Factors Other Than Fusion or Disc Replacement Determine Risk of Adjacent DiseaseEver since disc replacement became available for the cervical spine (neck), research has been ongoing to compare fusion surgery to disc replacement. One of the key questions has been whether or not disc replacement reduces the risk of adjacent-level disease. This study from the Spine Institute of Louisiana and Texas Spine and Joint Institute provides some additional information on this topic.
The assumption is that a fusion procedure stops motion thus increasing stress and load on the disc at the next spinal level (above or below the fusion). Disc replacement preserves motion so, in theory, should result in less adjacent-level deterioration.
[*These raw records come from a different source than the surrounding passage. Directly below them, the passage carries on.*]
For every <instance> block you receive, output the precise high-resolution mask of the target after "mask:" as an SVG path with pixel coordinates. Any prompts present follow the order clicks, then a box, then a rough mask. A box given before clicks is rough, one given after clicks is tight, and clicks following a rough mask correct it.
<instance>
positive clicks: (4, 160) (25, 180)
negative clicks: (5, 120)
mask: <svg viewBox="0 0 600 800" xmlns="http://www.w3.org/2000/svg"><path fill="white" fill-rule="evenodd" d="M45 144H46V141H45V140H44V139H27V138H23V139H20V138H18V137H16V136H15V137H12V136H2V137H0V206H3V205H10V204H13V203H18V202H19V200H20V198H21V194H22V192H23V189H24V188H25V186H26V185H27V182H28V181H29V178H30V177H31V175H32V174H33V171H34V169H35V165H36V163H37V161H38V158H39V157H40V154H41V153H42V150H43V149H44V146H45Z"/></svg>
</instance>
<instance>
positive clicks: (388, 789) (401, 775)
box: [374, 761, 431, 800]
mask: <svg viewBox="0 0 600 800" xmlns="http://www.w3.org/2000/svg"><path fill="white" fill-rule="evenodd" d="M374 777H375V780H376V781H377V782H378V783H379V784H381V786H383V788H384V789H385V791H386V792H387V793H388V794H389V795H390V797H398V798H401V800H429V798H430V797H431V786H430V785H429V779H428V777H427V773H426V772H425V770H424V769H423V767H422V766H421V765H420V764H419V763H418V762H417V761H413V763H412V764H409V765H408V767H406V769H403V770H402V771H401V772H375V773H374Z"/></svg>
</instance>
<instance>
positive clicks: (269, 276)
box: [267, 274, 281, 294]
Studies done so far show that patients obtain the desired pain relief with both procedures (fusion and disc replacement). The disc replacements are newer and appear to be safe and effective. Long-term studies of adjacent-level disease following disc replacement are not available just yet. Studies like this one offer short to mid-term results (two to four years follow-up).
The patient group in this study was made up of 170 adults with symptomatic cervical degenerative disc disease. Everyone in the group had failed to receive benefit needed from six months of active conservative management. They were randomly divided into the two treatment groups and followed at regular intervals over the next 32 to 54 months.
Imaging studies (MRIs, CT scans) were used to look for any evidence of degenerative changes at the nonoperated levels next to the surgical segment. They found no significant difference between the two groups in the number of patients who developed adjacent-level disc degeneration during that period of time. About 14 to 16 per cent of the 170 patients developed problems at the next spinal level.
Only a small number (four per cent) had severe enough disease to need further surgery. Most of the patients were treated conservatively without surgery. Nonoperative care included the use of antiinflammatory medications or pain relievers, physical therapy, and epidural steroid injection.
They did examine a number of other factors as potential risk factors. These included patient age, sex (male or female), smoking habits, bone density, and previous history of back problems. Only two of these factors showed any statistical significance as factors that could predict adjacent segmental disease. Those two factors were osteopenia (decreased bone density) and current history of lumbar spine degenerative disc disease.
The authors point out that it will take time for the fairly new research on artificial disc replacement to catch up with the 10 years (or more) of outcome studies on fusion for the cervical spine. Two years is not enough to predict long-term effects on adjacent spinal segments.
The results of this mid-term study indicate there isn't a significant difference in rates of adjacent-level disease between cervical fusion and cervical disc replacement. Other factors (besides the type of surgery performed) may have a greater impact (e.g., bone mineral density and presence of disc degeneration in the lumbar spine). The authors intend to continue following this group of patients and report again later on long-term results.
Pierce D. Nunley, MD, et al. Factors Affecting the Incidence of Symptomatic Adjacent-Level Disease in Cervical Spine After Total Disc Arthroplasty. In Spine. March 15, 2012. Vol. 37. No. 6. Pp. 445-451.